I found myself, when we lived in Scotland... I had a house in Scotland where we used to go for long holidays, and I kept my... I kept photographing the edges and sharp ends of gun emplacements, the way in which old 1930 bathing huts overlapped with one another and formed rectangular formats. I photographed bits and pieces of lighthouses, not in order to have exotically attractive pieces of visitable monuments but because I liked the way in which the cylindrical format of the lighthouse tower and then the various bits and pieces of chimney related to one another rather in a sort of geometrical fashion.  And I began doing lots and lots of those, and I kept albums and I kept on putting them away, and I have a vast album library upstairs of these photographs.

And I went on doing them, and I photographed bits and piece of decaying posters when I was working in Italy.

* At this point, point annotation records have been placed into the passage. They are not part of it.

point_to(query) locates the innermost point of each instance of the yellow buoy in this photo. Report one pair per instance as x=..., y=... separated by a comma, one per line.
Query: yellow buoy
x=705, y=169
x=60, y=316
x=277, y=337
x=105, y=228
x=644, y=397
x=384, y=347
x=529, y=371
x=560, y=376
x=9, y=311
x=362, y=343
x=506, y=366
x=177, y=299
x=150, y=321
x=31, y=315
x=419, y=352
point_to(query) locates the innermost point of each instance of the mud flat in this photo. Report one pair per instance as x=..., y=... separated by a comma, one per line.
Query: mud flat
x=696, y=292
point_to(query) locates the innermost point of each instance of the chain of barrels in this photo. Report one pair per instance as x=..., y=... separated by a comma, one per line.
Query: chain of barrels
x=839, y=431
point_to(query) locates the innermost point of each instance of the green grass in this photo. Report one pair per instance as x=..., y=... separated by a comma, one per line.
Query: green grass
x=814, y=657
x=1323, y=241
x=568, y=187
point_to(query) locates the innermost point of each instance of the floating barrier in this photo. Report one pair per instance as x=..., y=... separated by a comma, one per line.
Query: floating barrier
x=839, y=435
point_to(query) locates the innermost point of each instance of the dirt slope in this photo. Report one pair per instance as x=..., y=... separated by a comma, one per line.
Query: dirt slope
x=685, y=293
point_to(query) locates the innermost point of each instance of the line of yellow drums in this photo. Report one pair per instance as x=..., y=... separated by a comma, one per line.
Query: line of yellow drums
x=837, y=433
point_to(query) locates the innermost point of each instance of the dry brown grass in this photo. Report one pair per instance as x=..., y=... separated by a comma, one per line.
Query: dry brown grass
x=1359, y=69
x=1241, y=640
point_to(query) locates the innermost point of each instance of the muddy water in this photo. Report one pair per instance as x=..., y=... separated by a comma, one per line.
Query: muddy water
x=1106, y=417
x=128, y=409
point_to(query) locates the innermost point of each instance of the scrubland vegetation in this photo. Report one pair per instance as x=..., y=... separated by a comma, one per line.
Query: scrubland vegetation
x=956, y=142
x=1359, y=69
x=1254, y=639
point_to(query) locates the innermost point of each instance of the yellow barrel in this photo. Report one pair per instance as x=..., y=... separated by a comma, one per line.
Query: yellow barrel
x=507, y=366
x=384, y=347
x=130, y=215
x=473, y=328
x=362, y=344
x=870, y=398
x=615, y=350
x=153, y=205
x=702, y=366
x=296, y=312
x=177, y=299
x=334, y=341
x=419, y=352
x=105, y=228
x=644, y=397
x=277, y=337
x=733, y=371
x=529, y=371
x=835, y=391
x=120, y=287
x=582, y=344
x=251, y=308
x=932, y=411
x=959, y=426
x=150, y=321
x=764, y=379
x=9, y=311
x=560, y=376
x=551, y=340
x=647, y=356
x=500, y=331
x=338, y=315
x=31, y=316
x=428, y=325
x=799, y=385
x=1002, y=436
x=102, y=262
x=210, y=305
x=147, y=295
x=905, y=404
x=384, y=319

I loved that sort of collage effect of posters which have been superimposed upon one another so that you got many, many layers and bits and pieces torn off and then other layers torn off and then painted over and so forth, and I would get very close to them and photograph them. And I put them together, finally, in a book called Nowhere in Particular, which fell stillborn from the press, no one talked about it at all.   But I think it’s rather a beautiful book.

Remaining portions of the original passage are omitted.